So here is some honest advice. You have jumped to conclusions which cannot be supported based on preconceptions given to you by people who are not personally experienced. In other words, you were told to look for something, directly or indirectly, and you found something, then you concluded that what you found is what you were looking for.

These sorts of experiences are malliable. They are willing to conform to a degree with what you ask of them or what you need from them, but in doing so they form a "gate" of desire and satisfaction which you "stop" at.

But if you can enter them without preconceptions or needs, it is possible to "pass through" to an "otherside." My sweety calls it the "no words place" but its as easily the "no ideas place" the "no place place," etc. It is worth checking out, but of course even what I've said here is creating preconceptions and needs so please disregard it as well.

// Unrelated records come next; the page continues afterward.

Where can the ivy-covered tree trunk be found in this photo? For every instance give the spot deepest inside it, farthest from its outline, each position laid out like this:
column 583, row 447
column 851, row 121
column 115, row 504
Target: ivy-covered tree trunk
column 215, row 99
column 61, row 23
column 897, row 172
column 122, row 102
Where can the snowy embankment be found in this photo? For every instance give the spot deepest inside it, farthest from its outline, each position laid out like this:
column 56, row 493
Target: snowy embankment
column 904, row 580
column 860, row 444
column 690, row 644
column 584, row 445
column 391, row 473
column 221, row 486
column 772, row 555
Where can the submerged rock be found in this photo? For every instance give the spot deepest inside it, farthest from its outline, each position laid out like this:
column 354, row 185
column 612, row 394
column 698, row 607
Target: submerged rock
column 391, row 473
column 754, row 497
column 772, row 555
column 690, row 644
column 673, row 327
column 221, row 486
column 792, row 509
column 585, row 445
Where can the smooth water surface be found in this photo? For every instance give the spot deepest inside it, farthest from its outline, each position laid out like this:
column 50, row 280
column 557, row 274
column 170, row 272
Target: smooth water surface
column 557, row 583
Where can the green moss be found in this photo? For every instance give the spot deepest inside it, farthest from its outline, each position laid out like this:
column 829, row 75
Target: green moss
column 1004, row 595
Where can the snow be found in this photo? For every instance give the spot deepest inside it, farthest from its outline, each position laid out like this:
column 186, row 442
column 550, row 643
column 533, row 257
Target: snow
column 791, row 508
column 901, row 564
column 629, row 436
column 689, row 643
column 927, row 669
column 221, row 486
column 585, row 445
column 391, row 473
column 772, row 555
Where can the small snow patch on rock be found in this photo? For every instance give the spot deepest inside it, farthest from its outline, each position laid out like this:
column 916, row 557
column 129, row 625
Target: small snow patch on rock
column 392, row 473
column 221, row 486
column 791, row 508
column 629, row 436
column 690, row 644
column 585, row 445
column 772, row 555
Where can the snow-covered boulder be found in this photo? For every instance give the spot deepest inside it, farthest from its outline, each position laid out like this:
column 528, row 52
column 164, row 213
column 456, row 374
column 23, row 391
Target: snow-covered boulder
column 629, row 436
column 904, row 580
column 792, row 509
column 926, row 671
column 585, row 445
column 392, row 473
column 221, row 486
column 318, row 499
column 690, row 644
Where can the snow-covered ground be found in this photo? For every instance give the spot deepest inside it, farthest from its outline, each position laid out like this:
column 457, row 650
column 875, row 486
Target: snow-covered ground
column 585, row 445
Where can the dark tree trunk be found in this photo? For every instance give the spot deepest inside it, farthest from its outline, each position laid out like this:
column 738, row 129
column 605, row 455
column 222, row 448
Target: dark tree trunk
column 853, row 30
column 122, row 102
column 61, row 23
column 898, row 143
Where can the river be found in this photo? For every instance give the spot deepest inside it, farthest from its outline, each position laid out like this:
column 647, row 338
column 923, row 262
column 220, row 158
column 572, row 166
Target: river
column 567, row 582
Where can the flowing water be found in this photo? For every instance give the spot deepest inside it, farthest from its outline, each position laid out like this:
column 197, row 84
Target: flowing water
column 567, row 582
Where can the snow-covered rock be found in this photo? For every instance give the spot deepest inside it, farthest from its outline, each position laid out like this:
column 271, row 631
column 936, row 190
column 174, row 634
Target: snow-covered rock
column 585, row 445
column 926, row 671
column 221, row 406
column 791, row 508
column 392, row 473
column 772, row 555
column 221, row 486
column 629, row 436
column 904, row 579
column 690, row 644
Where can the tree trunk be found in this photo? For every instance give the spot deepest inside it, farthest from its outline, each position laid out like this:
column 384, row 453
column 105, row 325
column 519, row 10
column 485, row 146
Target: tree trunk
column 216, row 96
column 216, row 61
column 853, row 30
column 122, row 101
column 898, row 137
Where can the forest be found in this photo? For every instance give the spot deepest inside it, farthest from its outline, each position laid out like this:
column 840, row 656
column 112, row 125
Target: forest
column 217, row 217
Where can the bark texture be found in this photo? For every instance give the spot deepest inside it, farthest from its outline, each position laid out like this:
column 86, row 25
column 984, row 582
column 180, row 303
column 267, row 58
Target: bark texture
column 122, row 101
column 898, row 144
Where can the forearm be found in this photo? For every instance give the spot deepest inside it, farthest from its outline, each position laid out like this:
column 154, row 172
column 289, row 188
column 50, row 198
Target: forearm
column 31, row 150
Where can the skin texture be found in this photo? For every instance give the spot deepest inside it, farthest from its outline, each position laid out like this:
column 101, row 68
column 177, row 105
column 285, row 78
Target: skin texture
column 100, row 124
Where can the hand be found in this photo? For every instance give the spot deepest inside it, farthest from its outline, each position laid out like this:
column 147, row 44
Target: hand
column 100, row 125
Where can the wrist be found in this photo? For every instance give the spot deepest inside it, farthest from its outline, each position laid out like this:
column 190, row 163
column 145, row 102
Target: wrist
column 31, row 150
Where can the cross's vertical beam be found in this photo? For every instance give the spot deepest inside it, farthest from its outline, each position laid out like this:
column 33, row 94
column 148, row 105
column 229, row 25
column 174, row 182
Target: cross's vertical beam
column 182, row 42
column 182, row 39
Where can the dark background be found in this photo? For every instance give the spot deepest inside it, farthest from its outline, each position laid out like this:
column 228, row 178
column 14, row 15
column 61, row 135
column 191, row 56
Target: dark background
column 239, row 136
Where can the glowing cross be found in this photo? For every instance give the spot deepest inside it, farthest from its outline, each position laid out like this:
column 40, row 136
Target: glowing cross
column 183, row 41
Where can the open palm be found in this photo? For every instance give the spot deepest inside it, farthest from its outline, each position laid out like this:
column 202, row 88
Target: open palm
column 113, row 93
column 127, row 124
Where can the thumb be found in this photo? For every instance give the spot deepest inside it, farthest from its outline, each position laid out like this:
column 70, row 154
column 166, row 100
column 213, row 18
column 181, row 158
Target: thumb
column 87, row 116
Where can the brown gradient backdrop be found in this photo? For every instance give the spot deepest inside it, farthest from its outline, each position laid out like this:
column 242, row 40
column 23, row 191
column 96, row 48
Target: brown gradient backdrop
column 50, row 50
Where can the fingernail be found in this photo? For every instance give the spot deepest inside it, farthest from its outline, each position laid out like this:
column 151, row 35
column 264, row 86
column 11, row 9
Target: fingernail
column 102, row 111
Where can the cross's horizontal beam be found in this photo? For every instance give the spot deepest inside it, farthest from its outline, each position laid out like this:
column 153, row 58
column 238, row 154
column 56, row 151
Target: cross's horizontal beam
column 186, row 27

Lila: At the time, I knew virtually nothing of the "symptoms" of any of them or of how these things are thought of/related/equated/compared/contrasted/dealt with by the populace in general, scholors/philosophers/theologists, psychiatrists, etc. Let's say that I was "undereducated." To my own personal peril.

Ye have been warned.

I am flattered that you are concerned enough to warn me.

I did not enter into the stream unaware as you seem to have. This is a topic I have been interested in, experienced and studied from multiple perspectives since high school, 30 odd years ago.

Here is a second piece of advice. I know the social sting of whatever your faux pas was still smarts, but if you walk the path you cannot let the threat of peril do more than advise you. One of the fundimental conditions which changes is what you value and what you fear. What seems like peril in the begining may come to seem trivial. What you may have dismissed originally may come to be seen as a great loss.

Lila: You say, "What seems like peril in the begining may come to seem trivial."

True, 'dat.

My original experience happened in '81. It was so wonderful I gave my car away and got a nice rep for being a bit eccentric. Ah, the joys of "peril."


09-11-06 9:12  •  Satori

Kelly: People were saying that athiests don't have spiritual experiences. Actually, I think that very few atheists or theists have these kinds of experiences. Most theists are delusional and brainwashed, and many atheists are so busy recovering from such inculcation that they throw the baby out with the bathwater. What do you think?

If you mean satori, then few people of any kind fully achieve it, though it would seem the atheists lead in this particular experience since Zen is non-theistic.

But as far a perceptions go there is no reason to believe that one side has perceptions the other doesn't. The difference seems to lie in what is done with those perceptions.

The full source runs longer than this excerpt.